11. The server computer of claim 10, configured to:

host a data entry page accessible by the user device and configured to receive the second sensitive data.

12. The server computer of claim 11, wherein the processor is configured to execute the stored executable instructions to:

transmit, to the second server computer via the first communication channel, a session identifier, wherein the second server computer forwards the session identifier to the user device so that the user device can access the data entry page.

13. The server computer of claim 10, wherein the processor is configured to execute the stored executable instructions to:

transmit, to the second server computer via the first communication channel, a first token with the session identifier.

14. The server computer of claim 13, wherein the processor is configured to execute the stored executable instructions to:

provide, to the user device via the second communication channel, a second token and the data entry page, wherein the second token is used to provide the second sensitive information to the server computer.

15. The server computer of claim 14, wherein the first and second tokens are different tokens.

16. The server computer of claim 12, wherein the processor is configured to execute the stored executable instructions to:

receive, from the second server computer via the first communication channel, a re-direct URL; and

provide, to the user device via the second communication channel, the re-direct URL, such that a browser of the user device automatically accesses a resource associated with the second server computer using the re-direct URL after the second sensitive information has been inputted to the data entry page.

17. A system comprising a client computer, a first server and a second server,

wherein the first server is configured to:

interact with the second server and the client computer via respective data transfer channels;

receive, from the second server via the respective data transfer channel, first sensitive information relating to a user having an account with the second server and associated with the client computer;

provide a data entry page accessible by the client computer;

receive, from the client computer via the respective data transfer channel, second sensitive information associated with the user via the data entry page, wherein the second sensitive information is different to the first sensitive information; and

link the first sensitive information with the second sensitive information;

wherein the client computer is configured to:

access the data entry page to allow the user to input the second sensitive information into the data entry page; and

provide the second sensitive information to the first server via the respective data transfer channel;

wherein the second server is configured to:

identify the account of the user;

retrieve the first sensitive information relating to the user using the identified account; and

send the first sensitive information to the first server via the respective data transfer channel.
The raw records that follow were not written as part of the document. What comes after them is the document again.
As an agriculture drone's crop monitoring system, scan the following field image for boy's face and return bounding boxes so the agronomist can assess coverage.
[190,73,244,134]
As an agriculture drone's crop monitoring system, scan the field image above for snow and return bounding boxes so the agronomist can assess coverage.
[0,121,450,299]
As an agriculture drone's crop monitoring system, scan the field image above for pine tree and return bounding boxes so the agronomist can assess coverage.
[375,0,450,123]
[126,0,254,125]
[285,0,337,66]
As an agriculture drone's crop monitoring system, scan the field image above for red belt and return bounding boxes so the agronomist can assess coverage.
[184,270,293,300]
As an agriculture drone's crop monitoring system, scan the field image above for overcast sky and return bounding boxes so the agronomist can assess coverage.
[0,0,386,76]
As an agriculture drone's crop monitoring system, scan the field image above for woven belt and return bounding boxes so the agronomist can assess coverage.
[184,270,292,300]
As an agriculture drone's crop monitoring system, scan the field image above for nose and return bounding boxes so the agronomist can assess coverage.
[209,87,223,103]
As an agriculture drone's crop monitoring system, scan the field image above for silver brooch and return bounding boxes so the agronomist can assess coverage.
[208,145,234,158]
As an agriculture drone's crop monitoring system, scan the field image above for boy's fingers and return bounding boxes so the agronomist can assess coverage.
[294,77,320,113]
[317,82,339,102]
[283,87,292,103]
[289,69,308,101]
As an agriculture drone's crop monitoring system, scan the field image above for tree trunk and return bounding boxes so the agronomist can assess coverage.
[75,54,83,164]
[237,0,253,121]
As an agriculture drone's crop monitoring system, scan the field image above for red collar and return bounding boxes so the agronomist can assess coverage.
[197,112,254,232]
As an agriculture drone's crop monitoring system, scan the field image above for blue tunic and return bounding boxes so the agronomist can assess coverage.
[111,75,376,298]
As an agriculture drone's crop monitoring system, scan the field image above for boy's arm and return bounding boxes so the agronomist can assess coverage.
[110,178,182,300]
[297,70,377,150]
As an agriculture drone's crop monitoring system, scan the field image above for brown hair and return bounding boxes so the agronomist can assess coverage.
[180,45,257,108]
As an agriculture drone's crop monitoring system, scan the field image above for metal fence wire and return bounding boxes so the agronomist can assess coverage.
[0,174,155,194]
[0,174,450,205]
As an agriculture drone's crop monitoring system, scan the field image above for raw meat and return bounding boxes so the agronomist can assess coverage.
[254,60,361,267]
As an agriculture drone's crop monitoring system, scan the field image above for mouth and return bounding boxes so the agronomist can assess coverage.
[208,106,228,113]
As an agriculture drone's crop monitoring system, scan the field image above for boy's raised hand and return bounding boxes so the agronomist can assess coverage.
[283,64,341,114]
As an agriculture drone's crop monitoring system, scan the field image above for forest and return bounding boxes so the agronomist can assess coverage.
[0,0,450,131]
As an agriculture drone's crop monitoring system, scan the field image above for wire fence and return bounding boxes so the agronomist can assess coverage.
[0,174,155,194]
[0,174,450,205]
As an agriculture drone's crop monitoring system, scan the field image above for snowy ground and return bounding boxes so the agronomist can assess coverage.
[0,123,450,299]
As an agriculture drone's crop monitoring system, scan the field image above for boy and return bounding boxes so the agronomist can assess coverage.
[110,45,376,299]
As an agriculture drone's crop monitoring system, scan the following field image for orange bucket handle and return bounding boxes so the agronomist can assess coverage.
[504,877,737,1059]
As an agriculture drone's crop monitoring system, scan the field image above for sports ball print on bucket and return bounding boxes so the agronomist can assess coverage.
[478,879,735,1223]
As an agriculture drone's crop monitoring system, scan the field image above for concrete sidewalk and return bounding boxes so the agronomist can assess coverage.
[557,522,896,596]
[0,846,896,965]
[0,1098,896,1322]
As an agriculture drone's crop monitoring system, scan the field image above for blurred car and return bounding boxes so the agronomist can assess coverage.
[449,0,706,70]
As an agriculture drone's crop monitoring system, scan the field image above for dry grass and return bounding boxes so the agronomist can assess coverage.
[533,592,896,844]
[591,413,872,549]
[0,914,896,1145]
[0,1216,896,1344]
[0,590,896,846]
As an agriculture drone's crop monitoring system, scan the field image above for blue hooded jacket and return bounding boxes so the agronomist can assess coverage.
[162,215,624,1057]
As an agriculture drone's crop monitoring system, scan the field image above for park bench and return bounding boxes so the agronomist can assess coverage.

18. The system of claim 17, wherein:

the first server is configured to:

send a session identifier to the second server via the respective data transfer channel; and

the second server is configured to:

forward the session identifier to the client computer; and

the client computer is configured to:

access the data entry page using the session identifier.

19. The system of claim 18, wherein:

the first server is configured to, in response to receiving the first sensitive data:

send a first token with the session identifier to the second server via the respective data transfer channel.

20. The system of claim 19, wherein:

the first server is configured to:

provide a second token to the client computer; and

the client computer is configured to:

use the second token to provide the second sensitive information to the first server.